Whether visiting the King of the Lozis at a bend in the Zambezi river or crossing the United States in a railway car of unsurpassable luxury, relating his experiments with biblical dieting, or detailing the illneses and diseases suffered in half a lifetime of travel, Paul Theroux, the fresh-air fiend himself, is always an entertaining and honest guide.
Full of startling encounters and memorable scenes, fascinating and sometimes bizarre locations, and enlightening musings on themes as various as sexual attraction and the point of travel writing itself, this extensive collection of his shorter pieces is a rich and remarkable book from a superb writer.

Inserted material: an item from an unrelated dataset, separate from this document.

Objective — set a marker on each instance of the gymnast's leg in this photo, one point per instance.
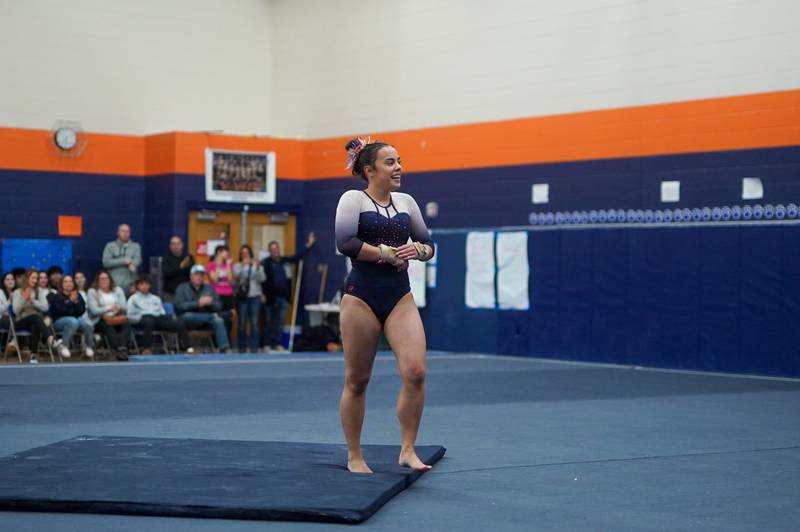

'Theroux remains the standard by which other travel writing must be judged' Observer
Paul Therouxhas written many works of fiction and travel writing, including the modern classic The Great Railway, Bazaar, The Old Patagonian Express, My Secret History and The Mosquito Coasts. Paul Theroux divides his time between Cape Cod and the Hawaiian islands.
PUBLISHERS WEEKLY
In the 15 years since his first collection, Sunrise with Seamonsters, novelist and travel writer Theroux has gotten around. He's sailed the Yangtze River in China, crossed the U.S. in the comfort of a private rail car and camped during an ice storm in Maine. This collection gathers more than three dozen essays about these adventures and others, along with some book reviews. There is wide variety here, but Theroux's excellent observations of factory life in China rest uncomfortably on the same pages as his pride in exploring such places as Uganda, Honduras and Sicily before the "deluge" of other visitors (especially the "supine" tourists) swept in. Beyond the fun of learning about different parasites and reveling in his home turf around Cape Cod, these essays reveal much about the author himself. A solitary experience that requires self-imposed exile, optimism and a fair amount of "self-delusion," travel is also, as Theroux notes, "almost entirely an inner experience." At its best, travel writing lends insight into the human experience; at its worst, it settles for lighthearted navel-gazing. This collection encompasses both ends of the spectrum--from Theroux's revelation that "travel always involves a degree of trespass" to his whimsical declaration that he reached the peak of "fresh air fiendishness" on a hot, moonlit night on the Filipino island of Palawan: "Fulfilled, content, naked, alone, happy. I thought: I am a monkey." Author tour.